If you watch the video, apparently this 90 million degree plasma has very specific spectral peaks that are related to Nickel and Iron. Now of course since the mainstream remains in pure denial of the role of electricity in space, they're lamely attempting to 'explain' these high temperature plasmas as being directly heated by the "black hole" in the core of the galaxy. Of course that "explanation" isn't working very well:Before its demise, though, Hitomi was able to peer into the Perseus cluster of galaxies, an assemblage of thousands of galaxies bound together by gravity. Located about 240 million light-years away and named for its host constellation, the Perseus galaxy cluster contains a vast amount of extremely hot gas. At temperatures averaging 90 million degrees Fahrenheit (50 million degrees Celsius), the gas glows brightly in X-rays. Prior to Hitomi's launch, astronomers lacked the capability to measure the detailed dynamics of this gas, particularly its relationship to bubbles of gas expelled by an active supermassive black hole in the cluster's core galaxy, NGC 1275.

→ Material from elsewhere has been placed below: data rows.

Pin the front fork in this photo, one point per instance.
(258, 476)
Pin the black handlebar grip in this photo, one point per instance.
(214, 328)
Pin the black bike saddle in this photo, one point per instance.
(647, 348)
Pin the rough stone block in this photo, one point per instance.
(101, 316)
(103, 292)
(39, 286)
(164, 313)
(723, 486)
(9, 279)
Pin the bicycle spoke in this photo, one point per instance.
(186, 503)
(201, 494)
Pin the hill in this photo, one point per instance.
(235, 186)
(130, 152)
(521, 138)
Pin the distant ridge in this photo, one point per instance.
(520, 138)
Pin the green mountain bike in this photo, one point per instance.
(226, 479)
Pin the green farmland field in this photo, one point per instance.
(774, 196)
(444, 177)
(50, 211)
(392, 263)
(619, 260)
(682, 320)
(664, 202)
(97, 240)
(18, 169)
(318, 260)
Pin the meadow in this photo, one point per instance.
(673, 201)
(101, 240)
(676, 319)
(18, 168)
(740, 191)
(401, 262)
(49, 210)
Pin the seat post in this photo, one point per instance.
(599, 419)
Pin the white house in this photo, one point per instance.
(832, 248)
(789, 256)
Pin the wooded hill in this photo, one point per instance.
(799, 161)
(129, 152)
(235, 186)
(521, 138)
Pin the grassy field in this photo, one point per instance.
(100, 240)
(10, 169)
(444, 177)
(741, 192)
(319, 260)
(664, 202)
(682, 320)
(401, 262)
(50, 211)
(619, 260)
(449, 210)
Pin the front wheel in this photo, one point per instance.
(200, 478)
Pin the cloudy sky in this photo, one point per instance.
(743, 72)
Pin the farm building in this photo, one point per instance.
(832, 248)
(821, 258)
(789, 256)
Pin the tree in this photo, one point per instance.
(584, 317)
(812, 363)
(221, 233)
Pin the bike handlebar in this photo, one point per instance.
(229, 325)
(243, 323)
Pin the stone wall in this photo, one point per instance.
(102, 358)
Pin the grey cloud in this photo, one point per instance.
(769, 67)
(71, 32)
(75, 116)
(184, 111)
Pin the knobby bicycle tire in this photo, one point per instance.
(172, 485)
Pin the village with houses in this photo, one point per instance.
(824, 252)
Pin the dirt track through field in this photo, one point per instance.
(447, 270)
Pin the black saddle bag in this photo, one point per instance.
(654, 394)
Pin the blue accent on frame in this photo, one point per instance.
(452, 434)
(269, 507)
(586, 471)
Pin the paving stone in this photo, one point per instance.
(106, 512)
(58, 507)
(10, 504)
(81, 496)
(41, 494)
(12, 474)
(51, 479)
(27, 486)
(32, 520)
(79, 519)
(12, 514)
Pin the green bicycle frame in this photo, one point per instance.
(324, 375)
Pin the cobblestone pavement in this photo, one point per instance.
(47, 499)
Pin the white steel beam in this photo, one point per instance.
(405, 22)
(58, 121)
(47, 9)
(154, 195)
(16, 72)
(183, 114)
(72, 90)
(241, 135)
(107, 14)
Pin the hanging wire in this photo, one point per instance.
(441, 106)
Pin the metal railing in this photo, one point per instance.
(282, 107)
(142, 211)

"For the first time, we have mapped the motion of the X-ray-emitting gas in a cluster of galaxies and determined its velocity structure over a wide range of spatial scales," said Goddard's Richard Kelley, the U.S. principal investigator for the Hitomi collaboration. "Although this gas is continually stirred by fast outflows from the central black hole, its velocities are small on astronomical scales and show evidence for only minor levels of turbulence."

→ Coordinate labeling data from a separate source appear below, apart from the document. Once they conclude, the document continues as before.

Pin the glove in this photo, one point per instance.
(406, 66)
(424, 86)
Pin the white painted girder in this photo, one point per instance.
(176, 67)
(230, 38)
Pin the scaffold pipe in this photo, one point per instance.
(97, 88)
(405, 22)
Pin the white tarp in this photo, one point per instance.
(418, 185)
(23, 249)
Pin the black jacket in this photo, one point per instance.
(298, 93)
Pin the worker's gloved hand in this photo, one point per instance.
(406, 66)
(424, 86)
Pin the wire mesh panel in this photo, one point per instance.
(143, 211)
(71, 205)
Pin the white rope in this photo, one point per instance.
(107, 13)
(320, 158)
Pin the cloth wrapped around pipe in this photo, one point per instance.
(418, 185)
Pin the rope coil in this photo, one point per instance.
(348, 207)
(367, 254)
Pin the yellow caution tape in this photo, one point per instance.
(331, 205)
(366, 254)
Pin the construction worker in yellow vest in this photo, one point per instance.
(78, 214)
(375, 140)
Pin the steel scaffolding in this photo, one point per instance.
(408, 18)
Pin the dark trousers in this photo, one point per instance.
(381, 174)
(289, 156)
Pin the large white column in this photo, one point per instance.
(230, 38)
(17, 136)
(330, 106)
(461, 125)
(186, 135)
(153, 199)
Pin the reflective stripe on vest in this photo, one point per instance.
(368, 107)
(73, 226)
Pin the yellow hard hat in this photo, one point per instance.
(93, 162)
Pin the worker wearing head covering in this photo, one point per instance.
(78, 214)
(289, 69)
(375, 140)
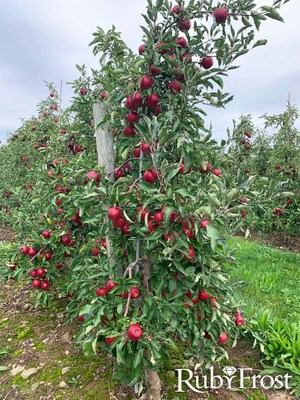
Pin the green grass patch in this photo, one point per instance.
(267, 279)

Translation: The plasma is moving way too slow to be explained by bow shock heating from the black hole."I'm surprised the hot gas is absorbing the power output of the black hole so quickly, so efficiently. The gas is relatively stable and isn't getting pushed around as much as we thought," said team member Brian McNamara, a professor of physics and astronomy at the University of Waterloo in Ontario. "Hitomi's Perseus observation tells us that we can probably weigh distant galaxy clusters to greater accuracy than we can weigh our own Milky Way galaxy."
It's too bad this mission broke apart before it had a chance to return more data, and of course it's too bad that the mainstream *refuses* to use the correct scientific term for 'plasma'.
All I can say, is "90 million degrees??????" That's a whole lot of current running through the galaxy and the voltage must be enormous.